Disney is removing “Fox” from the name of its 20 Century Fox film division, continuing a process of subsuming the company it bought last year for $71 billion.

The unit has been renamed 20th Century Studios, while the iconic 20th Century Fox logo will no longer contain the word “Fox."

Meanwhile, Fox Searchlight, the prestige unit behind films such as 2020 Oscar best-picture nominee “Jojo Rabbit” and past winners “Slumdog Millionaire” and “12 Years a Slave,” is being rebranded as Searchlight Pictures.

The two Fox-branded TV studios that Disney bought in last year’s deal, Twentieth Century Fox Television and Fox 21 Television Studios, will retain their Fox names, at least for now.

The news was first reported by Variety.

The move further separates, at least in the public eye, Disney and Rupert Murdoch’s new Fox Corporation, which counts the Fox Broadcasting Network and Fox News among its core assets.

Disney and Fox spokespeople did not immediately comment.

The move was not unexpected. While Disney has in the past maintained much of the branding of acquired companies such as Marvel and Pixar, Fox has long been in a different category. The other companies’ staffs remained largely intact, but Disney began letting go of hundreds of Fox film employees last year.

Disney at the time also unexpectedly fired Elizabeth Gabler, who had been running the Fox 2000 label; many had expected the division to continue under Disney.

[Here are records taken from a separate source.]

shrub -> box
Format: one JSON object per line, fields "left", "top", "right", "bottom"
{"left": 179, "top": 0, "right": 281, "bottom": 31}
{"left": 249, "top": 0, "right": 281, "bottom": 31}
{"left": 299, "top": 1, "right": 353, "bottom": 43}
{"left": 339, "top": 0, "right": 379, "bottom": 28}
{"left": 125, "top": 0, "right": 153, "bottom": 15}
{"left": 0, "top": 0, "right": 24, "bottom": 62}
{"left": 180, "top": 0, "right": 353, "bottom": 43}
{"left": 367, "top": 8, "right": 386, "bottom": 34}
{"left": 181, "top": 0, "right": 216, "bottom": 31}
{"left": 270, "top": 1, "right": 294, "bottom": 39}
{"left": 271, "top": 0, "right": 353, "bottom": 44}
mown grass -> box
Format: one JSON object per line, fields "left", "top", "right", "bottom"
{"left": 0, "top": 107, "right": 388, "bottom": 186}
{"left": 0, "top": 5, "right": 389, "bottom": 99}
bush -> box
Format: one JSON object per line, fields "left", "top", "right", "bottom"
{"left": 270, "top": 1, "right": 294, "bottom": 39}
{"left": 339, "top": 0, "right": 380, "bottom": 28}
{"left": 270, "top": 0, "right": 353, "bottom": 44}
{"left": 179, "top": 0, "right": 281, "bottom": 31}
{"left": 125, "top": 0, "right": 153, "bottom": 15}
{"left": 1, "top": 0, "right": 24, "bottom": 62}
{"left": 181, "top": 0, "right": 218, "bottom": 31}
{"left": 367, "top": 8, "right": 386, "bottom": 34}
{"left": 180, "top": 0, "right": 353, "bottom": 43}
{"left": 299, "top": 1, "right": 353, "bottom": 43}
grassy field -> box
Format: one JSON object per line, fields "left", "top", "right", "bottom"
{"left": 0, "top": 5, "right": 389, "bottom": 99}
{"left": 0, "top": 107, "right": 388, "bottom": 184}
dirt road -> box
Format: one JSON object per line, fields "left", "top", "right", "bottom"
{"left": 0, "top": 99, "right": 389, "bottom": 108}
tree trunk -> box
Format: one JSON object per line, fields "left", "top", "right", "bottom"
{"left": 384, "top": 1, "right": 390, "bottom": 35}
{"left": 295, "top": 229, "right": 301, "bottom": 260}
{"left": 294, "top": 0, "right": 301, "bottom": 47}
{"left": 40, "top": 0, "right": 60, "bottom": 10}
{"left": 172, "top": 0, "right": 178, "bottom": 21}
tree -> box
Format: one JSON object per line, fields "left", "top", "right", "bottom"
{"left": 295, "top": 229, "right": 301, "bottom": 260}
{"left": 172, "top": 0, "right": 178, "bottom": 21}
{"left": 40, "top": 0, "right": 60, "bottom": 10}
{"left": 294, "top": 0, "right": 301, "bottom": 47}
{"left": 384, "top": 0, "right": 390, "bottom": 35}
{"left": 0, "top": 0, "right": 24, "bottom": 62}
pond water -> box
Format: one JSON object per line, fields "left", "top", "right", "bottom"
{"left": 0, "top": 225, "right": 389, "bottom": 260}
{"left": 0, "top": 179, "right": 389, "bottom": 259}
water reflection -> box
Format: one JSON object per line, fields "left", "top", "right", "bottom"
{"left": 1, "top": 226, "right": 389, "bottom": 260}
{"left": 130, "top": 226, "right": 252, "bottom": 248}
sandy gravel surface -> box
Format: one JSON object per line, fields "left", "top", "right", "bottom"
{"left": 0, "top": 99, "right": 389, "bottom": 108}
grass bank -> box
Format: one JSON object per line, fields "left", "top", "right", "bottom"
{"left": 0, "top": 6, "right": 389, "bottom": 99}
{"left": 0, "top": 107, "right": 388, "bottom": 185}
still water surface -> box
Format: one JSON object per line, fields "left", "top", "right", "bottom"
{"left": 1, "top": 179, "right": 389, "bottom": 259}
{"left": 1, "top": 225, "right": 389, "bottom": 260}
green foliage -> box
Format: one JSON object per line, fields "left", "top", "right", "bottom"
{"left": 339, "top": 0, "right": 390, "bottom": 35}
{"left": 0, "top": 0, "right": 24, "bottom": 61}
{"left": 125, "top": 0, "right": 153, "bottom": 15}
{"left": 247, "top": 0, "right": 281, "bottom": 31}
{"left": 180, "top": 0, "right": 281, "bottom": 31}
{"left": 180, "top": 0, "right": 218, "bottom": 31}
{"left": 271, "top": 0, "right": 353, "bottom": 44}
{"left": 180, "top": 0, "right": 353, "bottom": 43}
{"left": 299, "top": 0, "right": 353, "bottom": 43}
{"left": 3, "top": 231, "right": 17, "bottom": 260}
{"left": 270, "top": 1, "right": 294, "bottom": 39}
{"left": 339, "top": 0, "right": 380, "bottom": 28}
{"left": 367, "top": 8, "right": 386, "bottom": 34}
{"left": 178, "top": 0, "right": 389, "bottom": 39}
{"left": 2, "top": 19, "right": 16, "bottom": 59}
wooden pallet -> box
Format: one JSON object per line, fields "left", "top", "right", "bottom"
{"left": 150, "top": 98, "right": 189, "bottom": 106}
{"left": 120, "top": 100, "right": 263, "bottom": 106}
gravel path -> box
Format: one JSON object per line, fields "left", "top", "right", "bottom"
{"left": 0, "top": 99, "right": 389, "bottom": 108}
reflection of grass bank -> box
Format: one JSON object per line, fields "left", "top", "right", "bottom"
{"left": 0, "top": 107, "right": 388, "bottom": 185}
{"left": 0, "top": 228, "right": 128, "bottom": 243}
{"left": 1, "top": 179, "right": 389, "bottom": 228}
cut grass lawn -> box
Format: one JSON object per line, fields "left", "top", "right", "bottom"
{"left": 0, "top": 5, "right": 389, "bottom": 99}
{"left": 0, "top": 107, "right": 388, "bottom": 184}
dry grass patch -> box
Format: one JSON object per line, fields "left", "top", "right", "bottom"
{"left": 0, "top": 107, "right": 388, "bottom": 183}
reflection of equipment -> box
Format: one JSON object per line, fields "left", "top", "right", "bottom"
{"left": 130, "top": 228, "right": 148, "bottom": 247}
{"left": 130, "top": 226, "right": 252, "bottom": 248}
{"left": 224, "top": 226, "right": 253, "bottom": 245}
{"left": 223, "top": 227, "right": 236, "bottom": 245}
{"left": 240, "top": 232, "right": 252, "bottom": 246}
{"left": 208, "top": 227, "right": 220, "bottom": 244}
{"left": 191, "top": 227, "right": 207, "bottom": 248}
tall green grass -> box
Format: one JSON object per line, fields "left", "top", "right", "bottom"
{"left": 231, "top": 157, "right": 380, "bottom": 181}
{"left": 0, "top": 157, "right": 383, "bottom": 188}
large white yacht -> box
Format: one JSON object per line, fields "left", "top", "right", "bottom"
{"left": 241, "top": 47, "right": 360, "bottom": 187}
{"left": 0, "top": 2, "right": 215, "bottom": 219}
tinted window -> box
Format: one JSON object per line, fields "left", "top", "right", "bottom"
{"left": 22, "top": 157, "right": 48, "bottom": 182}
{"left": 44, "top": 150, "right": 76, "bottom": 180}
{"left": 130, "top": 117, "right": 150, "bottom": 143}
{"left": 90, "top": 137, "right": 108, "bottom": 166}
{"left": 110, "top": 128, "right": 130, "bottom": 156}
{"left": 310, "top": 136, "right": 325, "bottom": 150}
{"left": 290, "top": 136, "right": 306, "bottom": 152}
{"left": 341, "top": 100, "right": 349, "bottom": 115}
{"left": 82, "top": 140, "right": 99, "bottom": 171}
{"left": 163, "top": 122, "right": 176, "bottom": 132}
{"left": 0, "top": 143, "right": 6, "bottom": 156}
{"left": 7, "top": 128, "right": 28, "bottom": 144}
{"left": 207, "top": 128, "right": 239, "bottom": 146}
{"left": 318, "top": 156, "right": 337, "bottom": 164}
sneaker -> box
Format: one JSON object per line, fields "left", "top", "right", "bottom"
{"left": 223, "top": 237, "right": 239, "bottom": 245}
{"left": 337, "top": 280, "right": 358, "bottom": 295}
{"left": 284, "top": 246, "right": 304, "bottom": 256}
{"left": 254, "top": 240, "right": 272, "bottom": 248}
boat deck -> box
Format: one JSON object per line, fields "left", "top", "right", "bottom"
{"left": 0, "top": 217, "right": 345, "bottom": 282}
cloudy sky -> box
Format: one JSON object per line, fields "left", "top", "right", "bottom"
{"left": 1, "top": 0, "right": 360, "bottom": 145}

Twentieth Century Fox is one of Hollywood’s most historic names and brands. The studio, itself formed by a merger in the 1930s, released some of the biggest classics in movie history, including “The Sound of Music,” “The French Connection” and “Avatar.” The sight of its logo along with its memorable theme music provided the rare studio brand that carried weight with ordinary consumers.

With the decision, Disney has signaled its intention to dissociate itself from Fox as Fox News remains a polarizing force. Disney has sought to stay above the culture-wars fray and appeal to families across the ideological spectrum, not always successfully.

The dissociation from Fox also helps to disentangle Disney from Murdoch — at least publicly. Murdoch still holds as much as $10 billion in Disney shares.

Branding is only part of the issue for Disney and its Fox acquisition. The entertainment giant has struggled with movies it bought from Twentieth Century Fox, with “Dark Phoenix,” “Stuber” and several others underperforming in the past year. Only “Ford v Ferrari” has been an exception. The Matt Damon-Christian Bale auto-racing movie has grossed more than $200 million worldwide and has been nominated for a best-picture Oscar.

Disney chief executive Bob Iger last summer blamed Fox movies for the company’s poor quarterly results. At the time he also was seeking a “new direction” and an attempt to “turn around” the unit under Disney studio chiefs Alan Horn and Alan Bergman.

The box office trend has continued into 2020, with the deep-sea horror movie “Underwater” opening to just $7 million last weekend.